2. Then, you should run the following command and verify that your fp32 symbolic model runs inference as expected.
```
# Launch FP32 Inference
python imagenet_inference.py --symbol-file=./model/custom-symbol.json --param-file=./model/custom-0000.params --rgb-mean=* --rgb-std=* --num-skipped-batches=* --batch-size=* --num-inference-batches=*--dataset=./data/* --ctx=cpu
```
3. Then, you should add `rgb_mean`, `rgb_std` and `excluded_sym_names` in this script.
4. Then, you can run the following command for quantization:
```
python imagenet_gen_qsym_mkldnn.py --model=custom --num-calib-batches=5 --calib-mode=naive
```
5. After quantization, the quantized symbol and parameter files will be saved in the `model/` directory.
6. Finally, you can run INT8 inference:
```
# Launch INT8 Inference
python imagenet_inference.py --symbol-file=./model/*.json --param-file=./model/*.params --rgb-mean=* --rgb-std=* --num-skipped-batches=* --batch-size=* --num-inference-batches=*--dataset=./data/* --ctx=cpu
# Launch dummy data Inference
bash ./launch_inference_mkldnn.sh -s ./model/*.json
```
<h2 id="2">Model Quantization with CUDNN</h2>
This folder contains examples of quantizing a FP32 model with or without calibration and using the calibrated
quantized for inference.

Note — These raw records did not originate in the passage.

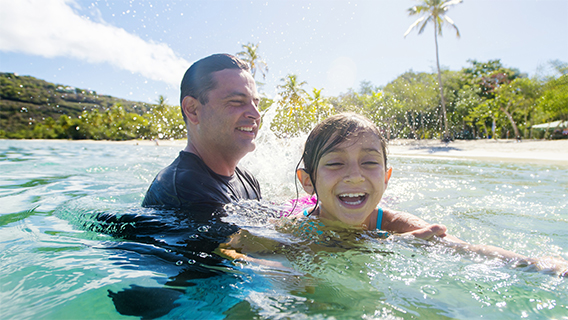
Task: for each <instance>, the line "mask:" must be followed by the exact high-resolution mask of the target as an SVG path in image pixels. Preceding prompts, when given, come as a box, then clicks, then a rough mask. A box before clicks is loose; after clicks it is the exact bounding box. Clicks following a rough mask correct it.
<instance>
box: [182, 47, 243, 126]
mask: <svg viewBox="0 0 568 320" xmlns="http://www.w3.org/2000/svg"><path fill="white" fill-rule="evenodd" d="M225 69H240V70H244V71H247V72H250V67H249V65H248V64H247V63H246V62H244V61H243V60H241V59H239V58H237V57H235V56H232V55H230V54H226V53H218V54H213V55H210V56H208V57H205V58H203V59H201V60H199V61H197V62H195V63H194V64H192V65H191V67H189V69H187V71H186V72H185V75H184V76H183V79H182V81H181V87H180V90H181V95H180V106H182V104H183V98H185V97H187V96H190V97H193V98H195V99H197V100H199V102H200V103H201V104H206V103H207V102H208V100H209V99H208V93H209V91H211V90H213V89H215V87H216V86H217V81H215V78H214V77H213V73H214V72H217V71H221V70H225ZM181 113H182V115H183V119H184V120H186V119H185V113H184V112H183V108H182V110H181Z"/></svg>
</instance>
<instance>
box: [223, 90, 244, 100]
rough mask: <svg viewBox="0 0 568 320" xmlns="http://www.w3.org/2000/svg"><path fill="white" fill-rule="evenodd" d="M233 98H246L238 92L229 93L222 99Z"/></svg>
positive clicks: (237, 91) (241, 93)
mask: <svg viewBox="0 0 568 320" xmlns="http://www.w3.org/2000/svg"><path fill="white" fill-rule="evenodd" d="M234 97H241V98H246V97H247V95H246V94H245V93H242V92H238V91H233V92H229V93H228V94H227V95H226V96H225V97H224V99H230V98H234Z"/></svg>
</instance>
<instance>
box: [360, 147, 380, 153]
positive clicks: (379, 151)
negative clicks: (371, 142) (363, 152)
mask: <svg viewBox="0 0 568 320" xmlns="http://www.w3.org/2000/svg"><path fill="white" fill-rule="evenodd" d="M363 151H365V152H369V153H370V152H376V153H378V154H382V152H381V150H379V149H376V148H364V149H363Z"/></svg>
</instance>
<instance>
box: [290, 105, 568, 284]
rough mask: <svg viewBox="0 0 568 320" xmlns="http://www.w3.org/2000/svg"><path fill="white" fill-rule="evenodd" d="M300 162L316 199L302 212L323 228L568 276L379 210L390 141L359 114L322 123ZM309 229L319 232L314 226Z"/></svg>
mask: <svg viewBox="0 0 568 320" xmlns="http://www.w3.org/2000/svg"><path fill="white" fill-rule="evenodd" d="M301 161H302V162H303V163H304V168H302V169H297V170H296V174H297V177H298V179H299V181H300V183H301V185H302V187H303V188H304V190H305V191H306V192H307V193H309V194H311V195H313V196H312V197H310V198H309V199H313V200H315V201H312V203H311V205H310V206H308V208H305V209H304V210H303V213H304V215H305V216H312V217H317V218H318V219H319V220H320V222H321V223H323V224H324V225H328V226H333V225H337V226H344V227H360V228H363V229H367V230H384V231H388V232H392V233H403V234H411V235H414V236H416V237H418V238H423V239H427V238H431V237H433V236H438V237H440V238H444V240H442V242H443V243H445V244H447V245H449V246H451V247H454V248H456V249H458V250H464V251H469V252H475V253H478V254H482V255H485V256H488V257H495V258H501V259H505V260H508V261H510V262H512V263H513V265H514V266H518V267H529V269H532V270H538V271H546V272H551V273H555V274H559V275H560V276H568V268H567V267H568V262H567V261H565V260H563V259H560V258H550V257H544V258H540V259H534V258H528V257H525V256H523V255H520V254H516V253H514V252H511V251H507V250H504V249H501V248H498V247H494V246H490V245H470V244H468V243H466V242H464V241H462V240H460V239H458V238H456V237H454V236H451V235H447V234H446V227H445V226H443V225H439V224H431V225H429V224H428V223H426V222H425V221H423V220H421V219H419V218H417V217H415V216H413V215H410V214H406V213H402V212H393V211H389V210H383V209H382V208H380V207H378V204H379V202H380V200H381V198H382V196H383V193H384V191H385V189H386V188H387V186H388V182H389V179H390V177H391V174H392V168H388V169H387V156H386V142H385V140H384V139H383V137H382V135H381V133H380V132H379V130H378V129H377V127H376V126H375V125H374V124H373V123H372V122H371V121H369V120H368V119H366V118H364V117H362V116H360V115H357V114H353V113H343V114H338V115H334V116H331V117H329V118H327V119H325V120H324V121H323V122H321V123H320V124H318V125H317V126H316V127H315V128H314V129H313V130H312V132H311V133H310V135H309V136H308V139H307V141H306V144H305V148H304V153H303V156H302V159H301ZM299 202H300V201H296V202H295V203H294V206H297V204H298V203H299ZM309 202H310V201H308V203H309ZM294 209H295V208H294ZM293 212H294V211H293ZM296 212H297V211H296ZM304 223H305V222H304ZM321 223H320V225H321ZM309 229H310V230H312V231H314V230H315V231H316V232H317V230H316V229H317V226H316V225H315V224H313V223H311V224H309Z"/></svg>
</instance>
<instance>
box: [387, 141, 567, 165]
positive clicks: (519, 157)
mask: <svg viewBox="0 0 568 320" xmlns="http://www.w3.org/2000/svg"><path fill="white" fill-rule="evenodd" d="M388 150H389V154H390V155H395V156H424V157H443V158H468V159H480V160H502V161H515V162H517V161H519V162H530V163H555V164H565V165H568V140H552V141H550V140H523V141H522V142H517V141H516V140H456V141H453V142H450V143H448V144H445V143H442V142H440V141H439V140H406V139H396V140H392V141H390V143H389V147H388Z"/></svg>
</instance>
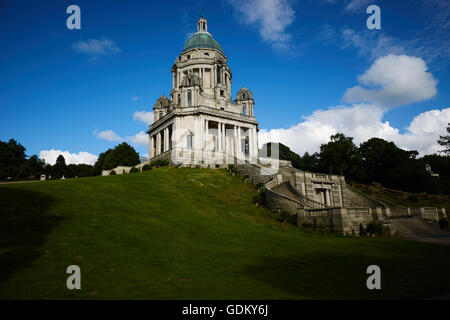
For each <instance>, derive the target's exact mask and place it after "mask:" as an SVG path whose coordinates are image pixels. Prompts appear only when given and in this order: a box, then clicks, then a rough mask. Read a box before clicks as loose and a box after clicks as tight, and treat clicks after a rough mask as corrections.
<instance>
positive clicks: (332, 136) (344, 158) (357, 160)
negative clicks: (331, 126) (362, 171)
mask: <svg viewBox="0 0 450 320" xmlns="http://www.w3.org/2000/svg"><path fill="white" fill-rule="evenodd" d="M330 140H331V141H330V142H328V143H326V144H322V145H321V146H320V164H321V167H322V169H323V170H324V171H328V172H330V173H337V174H340V175H345V176H348V177H350V178H352V179H357V178H358V177H359V176H360V175H361V174H362V173H361V172H360V171H361V170H360V168H361V157H360V155H359V152H358V148H357V147H356V145H355V144H354V143H353V138H352V137H346V136H345V135H344V134H342V133H336V134H335V135H333V136H331V137H330Z"/></svg>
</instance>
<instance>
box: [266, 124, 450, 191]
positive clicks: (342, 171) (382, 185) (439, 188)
mask: <svg viewBox="0 0 450 320" xmlns="http://www.w3.org/2000/svg"><path fill="white" fill-rule="evenodd" d="M447 131H448V133H450V124H449V127H448V128H447ZM438 143H439V144H440V145H441V146H443V147H444V150H442V152H441V154H433V155H426V156H423V157H420V158H419V157H418V155H419V153H418V152H417V151H407V150H403V149H401V148H399V147H398V146H396V145H395V143H394V142H389V141H386V140H383V139H380V138H371V139H369V140H367V141H365V142H363V143H361V144H360V145H359V147H358V146H356V145H355V143H354V142H353V138H352V137H347V136H345V135H344V134H342V133H337V134H335V135H332V136H331V137H330V142H328V143H325V144H322V145H321V146H320V151H319V152H316V153H313V154H309V153H308V152H305V154H304V155H303V156H300V155H298V154H296V153H295V152H293V151H292V150H290V149H289V147H287V146H285V145H283V144H281V143H280V144H279V157H280V159H282V160H290V161H291V163H292V166H293V167H295V168H298V169H300V170H304V171H311V172H317V173H329V174H339V175H344V176H345V177H346V180H347V181H350V182H358V183H364V184H371V183H373V182H377V183H380V184H381V185H382V186H384V187H387V188H391V189H398V190H404V191H409V192H428V193H435V194H436V193H445V194H450V135H449V136H440V138H439V140H438ZM270 150H271V143H268V144H265V145H264V146H263V147H262V149H261V150H260V154H261V155H270ZM427 165H429V166H430V167H431V169H432V171H433V172H435V173H438V174H439V178H437V177H434V176H432V175H431V173H430V172H429V171H427Z"/></svg>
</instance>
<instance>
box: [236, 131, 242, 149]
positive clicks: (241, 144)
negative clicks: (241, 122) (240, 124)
mask: <svg viewBox="0 0 450 320" xmlns="http://www.w3.org/2000/svg"><path fill="white" fill-rule="evenodd" d="M237 130H238V154H241V153H242V137H241V127H240V126H238V127H237Z"/></svg>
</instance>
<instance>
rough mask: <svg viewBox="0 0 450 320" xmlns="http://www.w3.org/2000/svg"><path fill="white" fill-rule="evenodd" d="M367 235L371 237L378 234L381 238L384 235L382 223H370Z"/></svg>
mask: <svg viewBox="0 0 450 320" xmlns="http://www.w3.org/2000/svg"><path fill="white" fill-rule="evenodd" d="M367 233H368V234H369V235H373V234H378V235H380V236H381V235H382V234H383V229H382V227H381V223H373V222H371V223H369V224H368V225H367Z"/></svg>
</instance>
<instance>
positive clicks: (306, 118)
mask: <svg viewBox="0 0 450 320" xmlns="http://www.w3.org/2000/svg"><path fill="white" fill-rule="evenodd" d="M383 116H384V109H382V108H381V107H379V106H376V105H370V104H358V105H352V106H338V107H332V108H329V109H327V110H318V111H315V112H314V113H313V114H312V115H310V116H307V117H304V121H302V122H300V123H298V124H297V125H295V126H292V127H290V128H288V129H272V130H261V131H260V133H259V144H260V145H262V144H263V143H265V142H269V141H273V142H281V143H283V144H285V145H287V146H289V147H290V148H291V149H292V150H294V151H295V152H297V153H299V154H303V153H305V152H309V153H313V152H316V151H319V150H320V145H321V144H322V143H327V142H328V141H329V139H330V136H331V135H333V134H335V133H337V132H342V133H344V134H345V135H347V136H351V137H353V138H354V141H355V143H356V144H360V143H362V142H364V141H367V140H368V139H370V138H372V137H378V138H382V139H385V140H388V141H394V142H395V144H396V145H397V146H399V147H400V148H403V149H406V150H417V151H419V153H420V154H421V155H425V154H432V153H435V152H437V151H438V150H440V148H439V145H438V144H437V142H436V140H437V139H438V138H439V135H443V134H444V133H445V128H446V126H447V123H449V122H450V108H444V109H442V110H431V111H427V112H424V113H421V114H419V115H418V116H416V117H415V118H414V119H413V121H412V122H411V123H410V125H409V126H408V128H407V129H406V132H405V133H400V131H399V129H397V128H394V127H392V126H391V125H390V123H389V122H388V121H383V120H382V119H383Z"/></svg>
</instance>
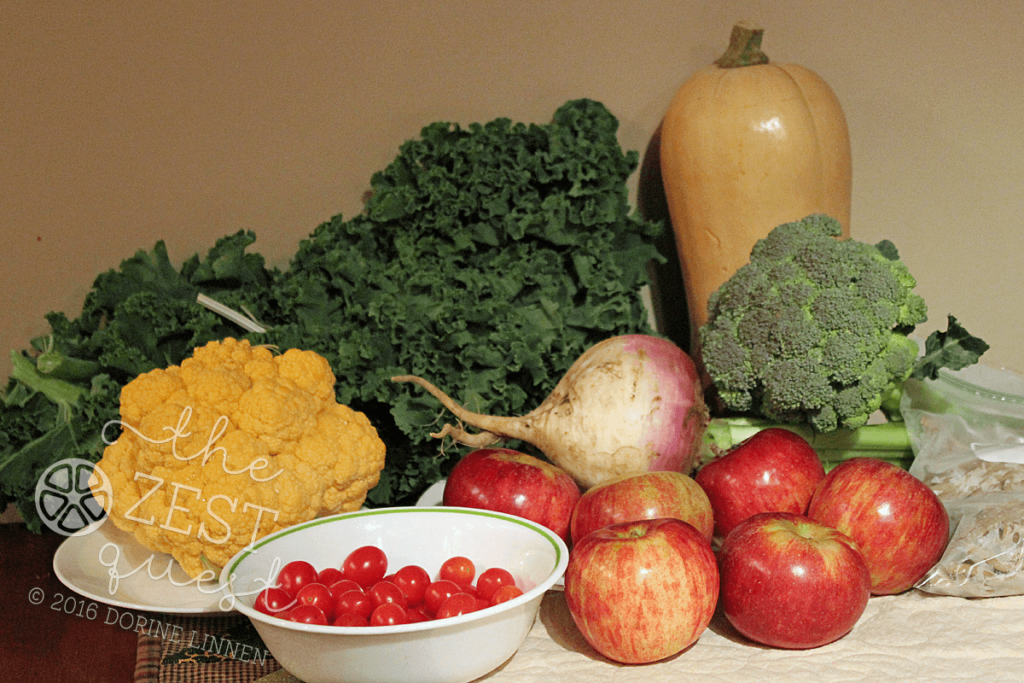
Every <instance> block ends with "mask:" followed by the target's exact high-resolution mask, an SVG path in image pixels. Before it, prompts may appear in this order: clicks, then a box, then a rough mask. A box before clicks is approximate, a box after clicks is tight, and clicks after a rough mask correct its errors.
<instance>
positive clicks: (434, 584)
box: [423, 579, 462, 614]
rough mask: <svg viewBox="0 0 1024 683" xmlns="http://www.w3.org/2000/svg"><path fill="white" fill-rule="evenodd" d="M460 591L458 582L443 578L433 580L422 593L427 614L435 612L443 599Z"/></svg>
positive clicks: (443, 602)
mask: <svg viewBox="0 0 1024 683" xmlns="http://www.w3.org/2000/svg"><path fill="white" fill-rule="evenodd" d="M461 592H462V589H461V588H459V584H456V583H455V582H453V581H447V580H443V579H442V580H439V581H435V582H433V583H431V584H430V585H429V586H427V590H426V591H425V592H424V594H423V606H424V607H426V608H427V613H428V614H436V613H437V610H438V609H439V608H440V606H441V605H442V604H443V603H444V601H445V600H447V599H449V598H451V597H452V596H453V595H455V594H456V593H461Z"/></svg>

Two pre-trained imagenet models are taken as examples for quantization. One is
[Resnet-152](http://data.mxnet.io/models/imagenet/resnet/152-layers/), and the other one is
[Inception with BatchNorm](http://data.mxnet.io/models/imagenet/inception-bn/). The calibration dataset
is the [validation dataset](http://data.mxnet.io/data/val_256_q90.rec) for testing the pre-trained models.
Here are the details of the four files in this folder.
- `imagenet_gen_qsym.py` This script provides an example of taking FP32 models and calibration dataset to generate
calibrated quantized models. When launched for the first time, the script would download the user-specified model,
either Resnet-152 or Inception,
and calibration dataset into `model` and `data` folders, respectively. The generated quantized models can be found in
the `model` folder.
- `imagenet_inference.py` This script is used for calculating the accuracy of FP32 models or quantized models on the
validation dataset which was downloaded for calibration in `imagenet_gen_qsym.py`.
- `launch_quantize.sh` This is a shell script that generates various quantized models for Resnet-152 and
Inception with BatchNorm with different configurations. Users can copy and paste the command from the script to
the console to run model quantization for a specific configuration.
- `launch_inference.sh` This is a shell script that calculate the accuracies of all the quantized models generated
by invoking `launch_quantize.sh`.
**NOTE**:
- This example has only been tested on Linux systems.
- Performance is expected to decrease with GPU, however the memory footprint of a quantized model is smaller. The purpose of the quantization implementation is to minimize accuracy loss when converting FP32 models to INT8. MXNet community is working on improving the performance.